Amazingly enough, Bitcoin, known for its price volatility, has been ranging about the $3,800 price point within tight boundaries for all of 2019. Yes, it has dipped a bit and made a run over $4,200, but for this crypto heavyweight, settling into a tight trading range is, for want of a better word, peculiar. As Bitcoin hovers, all manner of opinions regarding its long-tern viability have surfaced in social media and the financial press. For Bitcoin haters like Warren Buffett, Jamie Dimon, and the rest of their Wall Street “posse”, the belief is simple – “Things will end badly.” Another set of investment gurus, however, is finding that a vast majority of their brethren believe in the inevitability of Bitcoin.

As some have already explained, the issue gets down to what is called the “store of value story” that can only gain credence as governments continue to borrow and inflate their respective money supplies:

Bitcoin’s scarcity leads to people wanting to hold it. This leads to price appreciation, which leads to others wanting to hold it. Bitcoin is the only asset on earth whose supply cannot be increased due to increased demand, making it the only asset where your holdings are not diluted. This is the store of value story, and over time the store of value story grows silently bit by bit.

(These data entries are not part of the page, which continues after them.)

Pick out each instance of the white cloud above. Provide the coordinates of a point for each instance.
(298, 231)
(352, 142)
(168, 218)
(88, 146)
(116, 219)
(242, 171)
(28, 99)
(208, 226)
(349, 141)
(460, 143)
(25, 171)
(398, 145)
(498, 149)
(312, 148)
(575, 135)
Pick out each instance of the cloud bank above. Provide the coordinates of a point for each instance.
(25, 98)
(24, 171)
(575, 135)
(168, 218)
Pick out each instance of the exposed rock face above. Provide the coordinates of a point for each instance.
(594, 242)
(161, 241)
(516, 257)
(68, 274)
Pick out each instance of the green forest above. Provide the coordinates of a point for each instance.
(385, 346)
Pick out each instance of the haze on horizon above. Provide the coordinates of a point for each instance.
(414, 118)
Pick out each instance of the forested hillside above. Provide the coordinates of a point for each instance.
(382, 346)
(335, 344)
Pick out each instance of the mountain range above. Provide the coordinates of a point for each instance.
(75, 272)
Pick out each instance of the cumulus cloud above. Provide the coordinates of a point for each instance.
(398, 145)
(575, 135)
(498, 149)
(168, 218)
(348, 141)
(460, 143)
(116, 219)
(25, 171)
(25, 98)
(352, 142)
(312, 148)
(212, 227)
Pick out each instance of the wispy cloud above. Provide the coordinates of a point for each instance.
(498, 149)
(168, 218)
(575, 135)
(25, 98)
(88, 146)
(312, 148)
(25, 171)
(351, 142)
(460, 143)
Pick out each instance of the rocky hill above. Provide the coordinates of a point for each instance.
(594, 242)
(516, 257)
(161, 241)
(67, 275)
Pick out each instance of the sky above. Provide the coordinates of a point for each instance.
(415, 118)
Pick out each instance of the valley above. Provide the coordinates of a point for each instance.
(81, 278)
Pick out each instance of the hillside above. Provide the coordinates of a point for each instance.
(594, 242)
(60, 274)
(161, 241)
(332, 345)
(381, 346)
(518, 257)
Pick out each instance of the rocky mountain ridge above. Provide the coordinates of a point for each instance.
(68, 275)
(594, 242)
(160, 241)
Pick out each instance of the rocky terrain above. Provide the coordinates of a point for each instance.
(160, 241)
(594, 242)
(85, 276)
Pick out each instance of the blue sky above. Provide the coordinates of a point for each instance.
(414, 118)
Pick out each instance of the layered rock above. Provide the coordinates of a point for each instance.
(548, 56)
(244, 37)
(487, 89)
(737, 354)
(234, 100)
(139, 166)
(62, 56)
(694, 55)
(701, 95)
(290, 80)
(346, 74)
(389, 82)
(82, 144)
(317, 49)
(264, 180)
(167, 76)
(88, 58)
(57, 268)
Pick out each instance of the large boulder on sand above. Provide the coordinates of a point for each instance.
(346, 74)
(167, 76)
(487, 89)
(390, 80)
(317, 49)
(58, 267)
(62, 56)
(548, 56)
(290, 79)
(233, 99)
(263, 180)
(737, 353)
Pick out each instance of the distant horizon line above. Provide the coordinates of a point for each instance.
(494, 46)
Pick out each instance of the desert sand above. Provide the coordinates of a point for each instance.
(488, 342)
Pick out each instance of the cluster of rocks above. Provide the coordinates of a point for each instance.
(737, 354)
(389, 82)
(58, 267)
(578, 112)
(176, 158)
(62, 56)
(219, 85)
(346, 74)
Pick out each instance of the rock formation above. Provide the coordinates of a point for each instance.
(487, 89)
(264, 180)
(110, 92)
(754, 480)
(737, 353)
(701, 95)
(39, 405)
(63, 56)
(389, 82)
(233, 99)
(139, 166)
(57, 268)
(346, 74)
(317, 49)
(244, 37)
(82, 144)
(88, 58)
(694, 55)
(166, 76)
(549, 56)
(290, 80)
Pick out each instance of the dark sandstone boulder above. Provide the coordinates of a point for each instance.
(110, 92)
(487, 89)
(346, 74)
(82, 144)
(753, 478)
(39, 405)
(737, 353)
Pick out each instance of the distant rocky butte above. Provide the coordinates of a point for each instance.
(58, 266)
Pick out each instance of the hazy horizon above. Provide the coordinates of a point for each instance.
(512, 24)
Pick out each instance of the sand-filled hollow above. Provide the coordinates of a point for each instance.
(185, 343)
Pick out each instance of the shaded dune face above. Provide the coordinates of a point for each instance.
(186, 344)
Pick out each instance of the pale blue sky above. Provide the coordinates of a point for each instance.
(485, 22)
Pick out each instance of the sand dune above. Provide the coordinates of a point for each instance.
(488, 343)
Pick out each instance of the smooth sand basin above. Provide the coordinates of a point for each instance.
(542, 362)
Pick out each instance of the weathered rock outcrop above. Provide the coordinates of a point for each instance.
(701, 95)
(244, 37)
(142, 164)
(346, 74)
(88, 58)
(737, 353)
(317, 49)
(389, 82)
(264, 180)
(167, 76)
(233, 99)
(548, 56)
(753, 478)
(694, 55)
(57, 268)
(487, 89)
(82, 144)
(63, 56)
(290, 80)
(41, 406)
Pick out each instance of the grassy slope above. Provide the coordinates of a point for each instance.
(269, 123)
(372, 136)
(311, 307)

Waren Buffett has never understood Bitcoin or why anyone would invest in it, but then Mr. Buffett has never professed to understand Gold, another commodity that, yes, many other investors have grown to cherish over the years as a store of value and hedge against inflation. Inevitability will always be linked to public awareness in the long run, and even though cryptocurrencies have barely been with us for a mere decade, one recent UK survey produced surprising results. 93% of those canvassed were aware of Bitcoin, although a single-digit amount actually confessed to understanding the medium. A full 20% of the survey group, however, saw Bitcoin as a long-term inevitability.

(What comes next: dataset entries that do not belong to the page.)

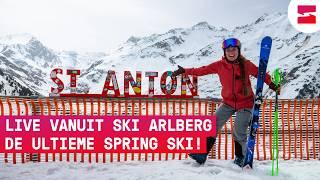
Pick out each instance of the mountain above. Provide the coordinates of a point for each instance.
(29, 62)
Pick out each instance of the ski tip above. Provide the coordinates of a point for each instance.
(267, 39)
(247, 167)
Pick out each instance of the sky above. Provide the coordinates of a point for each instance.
(101, 25)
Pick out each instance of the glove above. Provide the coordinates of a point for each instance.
(275, 88)
(179, 71)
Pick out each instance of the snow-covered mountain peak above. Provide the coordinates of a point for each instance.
(22, 39)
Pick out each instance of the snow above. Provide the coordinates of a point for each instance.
(156, 170)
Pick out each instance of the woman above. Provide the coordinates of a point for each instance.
(237, 95)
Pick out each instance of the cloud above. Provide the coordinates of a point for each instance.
(99, 25)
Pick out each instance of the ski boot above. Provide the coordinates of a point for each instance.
(239, 160)
(202, 158)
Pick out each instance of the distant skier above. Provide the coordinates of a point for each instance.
(237, 95)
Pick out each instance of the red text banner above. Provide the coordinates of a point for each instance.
(122, 134)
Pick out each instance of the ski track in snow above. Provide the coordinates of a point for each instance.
(161, 170)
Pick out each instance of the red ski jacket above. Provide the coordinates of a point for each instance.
(230, 78)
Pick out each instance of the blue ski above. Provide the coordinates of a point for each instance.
(263, 62)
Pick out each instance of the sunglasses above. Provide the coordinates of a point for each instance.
(233, 42)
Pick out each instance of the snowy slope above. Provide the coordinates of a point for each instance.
(297, 54)
(172, 169)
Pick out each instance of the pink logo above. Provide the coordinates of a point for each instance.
(310, 18)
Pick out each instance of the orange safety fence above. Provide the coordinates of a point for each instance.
(299, 120)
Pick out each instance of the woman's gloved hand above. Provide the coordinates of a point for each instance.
(179, 71)
(275, 88)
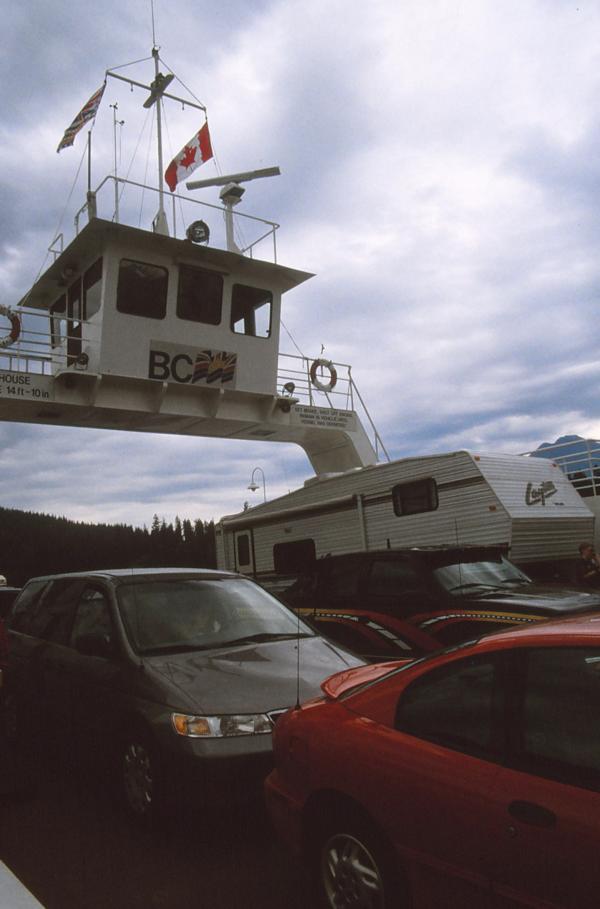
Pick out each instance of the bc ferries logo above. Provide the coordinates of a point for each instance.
(170, 363)
(538, 495)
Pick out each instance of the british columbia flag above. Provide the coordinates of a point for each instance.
(87, 112)
(214, 366)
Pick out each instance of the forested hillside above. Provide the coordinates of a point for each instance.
(33, 544)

One investment insider is a good bit more optimistic. Chris Burniske, a partner with Placeholder Ventures and former head of ARK Invest’s crypto branch, recently took to Twitter to inform the world of his general findings. In his position, he comes in contact with a vast variety of investors and investment management types that freely share their thoughts on the crypto ecosphere. From his recent interactions, he has concluded:

So yes, the tech is still early and we have a long ways to go. But the way in which the ideas are lingering in peoples’ minds is a great long-term indicator for crypto.

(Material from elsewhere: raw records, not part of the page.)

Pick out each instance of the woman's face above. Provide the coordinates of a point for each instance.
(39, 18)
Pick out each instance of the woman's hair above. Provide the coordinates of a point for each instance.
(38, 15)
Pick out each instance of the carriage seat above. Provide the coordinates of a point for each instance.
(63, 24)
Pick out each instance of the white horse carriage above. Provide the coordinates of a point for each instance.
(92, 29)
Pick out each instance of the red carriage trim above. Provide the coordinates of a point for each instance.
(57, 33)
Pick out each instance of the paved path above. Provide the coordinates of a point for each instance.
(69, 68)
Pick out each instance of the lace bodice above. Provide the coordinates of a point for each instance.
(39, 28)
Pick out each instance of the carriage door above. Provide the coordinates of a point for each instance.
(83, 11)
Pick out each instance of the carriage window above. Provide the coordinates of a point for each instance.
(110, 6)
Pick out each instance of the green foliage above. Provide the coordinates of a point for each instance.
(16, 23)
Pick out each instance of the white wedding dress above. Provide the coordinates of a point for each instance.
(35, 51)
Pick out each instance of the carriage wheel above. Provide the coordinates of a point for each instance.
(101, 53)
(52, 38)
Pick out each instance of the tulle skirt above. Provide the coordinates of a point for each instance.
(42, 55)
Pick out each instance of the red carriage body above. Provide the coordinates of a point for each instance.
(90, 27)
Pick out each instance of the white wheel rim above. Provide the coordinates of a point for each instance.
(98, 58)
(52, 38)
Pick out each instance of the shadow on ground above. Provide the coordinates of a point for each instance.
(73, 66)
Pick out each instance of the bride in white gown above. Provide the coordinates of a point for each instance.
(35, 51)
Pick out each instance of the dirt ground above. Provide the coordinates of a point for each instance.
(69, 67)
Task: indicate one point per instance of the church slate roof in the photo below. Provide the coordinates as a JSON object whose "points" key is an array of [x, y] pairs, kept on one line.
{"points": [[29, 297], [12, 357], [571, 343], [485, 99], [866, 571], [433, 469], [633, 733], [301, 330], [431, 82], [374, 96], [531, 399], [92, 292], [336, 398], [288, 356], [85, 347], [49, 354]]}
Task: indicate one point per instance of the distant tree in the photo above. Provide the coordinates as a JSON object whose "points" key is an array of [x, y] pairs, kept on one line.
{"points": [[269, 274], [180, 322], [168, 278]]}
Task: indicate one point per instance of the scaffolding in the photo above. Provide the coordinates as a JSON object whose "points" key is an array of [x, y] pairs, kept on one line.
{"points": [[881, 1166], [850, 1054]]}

Travis Kling, a Wall Street hotshot at TD Ameritrade and soon to be chief investment officer at Ikigai Investments, is also positive about the long-term prospects of BTC. His take on the current undercurrents: “Bitcoin will surpass everyone’s expectations and grow into a globally accepted financial framework that is decentralized, cheap, time-effective and immune to unnecessary external pressure.” He cited government ineptitude and its dependence on debt and such programs as quantitative easing as only improving upon the long-term equation for Bitcoin’s eventual ascendance.

Lastly, Anthony Pompliano, a partner with Morgan Creek Digital, has been a Bitcoin enthusiast for years and sees an even larger role for cryptos in the future. He believes that at some point, and it may take quite a bit of time, but he sees every commodity as having a digital token form. His tweets were succinct:

Every stock, bond, currency, and commodity will be tokenized. Owning equity in infrastructure companies is ideal. Bitcoin to the moon. That’s my thesis. Never changed.